Album: The Adventures Of Panama Red (1973)

Songfacts®:

  • New Riders of the Purple Sage performed with the Grateful Dead in the beginning of their career, and Jerry Garcia playing pedal steel guitar early on in the band. Originally this was played by Jerry Garcia with Peter Rowan in Old And In The Way in 1973. After Jerry Garcia stopped performing with New Riders of the Purple Sage, they recorded and premiered it on The Adventures Of Panama Red.
  • As much as this song is commonly mistaken to be about a disease, it is actually about a type of marijuana during the '70s. The song mentions the story of "Panama Red" who comes into town and starts to make people act crazy. Panama Red is the marijuana. >>
    Suggestion credit:
    matt - jericho, NY, for above 2

Comments: 6

  • Barry from Sauquoit, NyOn April 5, 1974, New Riders of the Purple Sage performed "Panama Red" on the NBC-TV late-night musical variety program, 'The Midnight Special'...
    The song was track one of side one on the group's fourth studio album, 'The Adventures of Panama Red'...
    The San Francisco-based group had one record make Billboard's Top 100 chart, "I Don't Need No Doctor", it entered the chart on June 4th, 1972 at position #93, four weeks later it would peak at #81, that was also it's fifth and last week on the Top 100.
  • Al from BostonPanama Red is one of the most famous strains of marijuana ever. It was a landrace pure sativa from Panama, which was popular in the US in the late 60's, 70's, and early 80's. In the late 80's and early 90's, some may have still been around, but cocaine trafficking became much more profitable than marijuana growing and smuggling during this time. In recent years, Panama Red has made a comeback on the west coast in states with legalized medical / recreational marijuana. However, it is doubtful that today's Panama Red is actually the same as the original, and may instead be a hybrid of the Colombian sativa Punta Roja and several Central American landraces.
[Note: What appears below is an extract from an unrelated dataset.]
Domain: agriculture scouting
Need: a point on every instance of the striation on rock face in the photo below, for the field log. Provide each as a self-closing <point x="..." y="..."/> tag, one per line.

The original Panama Red may still be cultivated on Panama's Pearl Islands, but, as far as I am aware, has disappeared both from the US and from mainland Panama.
    Panama Red is thought to have descended from Angolan Red, an African landrace sativa, which may have been brought to the New World by Portuguese explorers in the 1600's.
    At the time, most of the marijuana in the US was cheap, poorly grown, degraded Mexican brick weed. In comparison, Panama Red was an extremely intense strain, bordering on psychedelic. Unlike African sativas, such as Durban Poison and Malawi Gold, Panama Red did not have pronounced racy, speedy, or anxiety/paranoia-inducing effects, but rather a mellow, uplifting, clear-headed, euphoric sativa high. It was this intense yet benevolent high which helped Panama Red gain fame as one of the best strains of marijuana available in the US at the time, if not the best.
    As the story goes, the first large shipment of Panama Red into the US (more than a ton - likely several tons) was done by way of an ex-US military boat converted into a fishing vessel. The marijuana was covered with a catch of tuna, and cleared US customs. Once safely in US waters, the marijuana was then moved onto several smaller boats, which entered San Francisco Bay under the Golden Gate Bridge. This was in the late 60's, and introduced much of California to Panama Red.
    Besides this song, Panama Red has numerous references in popular culture. In his autobiography, Neil Young writed about having bought a pound of Panama Red on at least one occasion. The opening sequence to Detroit Rock City, set in Ohio in the late 70's, mentions Panama Red.
    This is one of the most famous marijuana strains of all time, despite now being just a memory. It certainly deserves such a classic song to pay it homage!
  • Cheryl from Linden, , NjI just had to mention the great pedal steel on this and many other NRPS songs by Buddy Cage. Best pedal steel player in the land. He can make it sound happy, like on "Henry" or mournful like on "Last Lonely Eagle" Buddy was diagnosed with some form of blood cancer in early 2012, send some positive vibes out to him, the planet is definitely a happier place with him playing in it.
  • Fred from Laurel, MdThree other of my favorites of theirs are Rainbow, Glendale Train, and Last Lonely Eagle. They (NRPS) used to get a fair amount of play on the local DC-area alternative rock station out of Bethesda, MD, that I listened to a lot back in the 70's. On the 2nd Songfact--I never heard the topic of this song, in its heyday, being mistaken for a disease, although that may very well have come about later. No one of that era had any question what the song was about. Plenty of songs that some people think are about drugs, aren't; this one was never in doubt.

  • Francis L. Vena from New York City,, NyPanama was a very potent weed back in the day; in
    addition his white horse mescalino refers to
    the natural hallucigin mescaline that was used
    by hippies during the same period- NRPS was a
    great party band- another one of their classics
    was Lonesome L.A. Cowboy- flv
  • Andy from Custer, SdNobody feels like workin, Panama Red is back in town. Brilliant.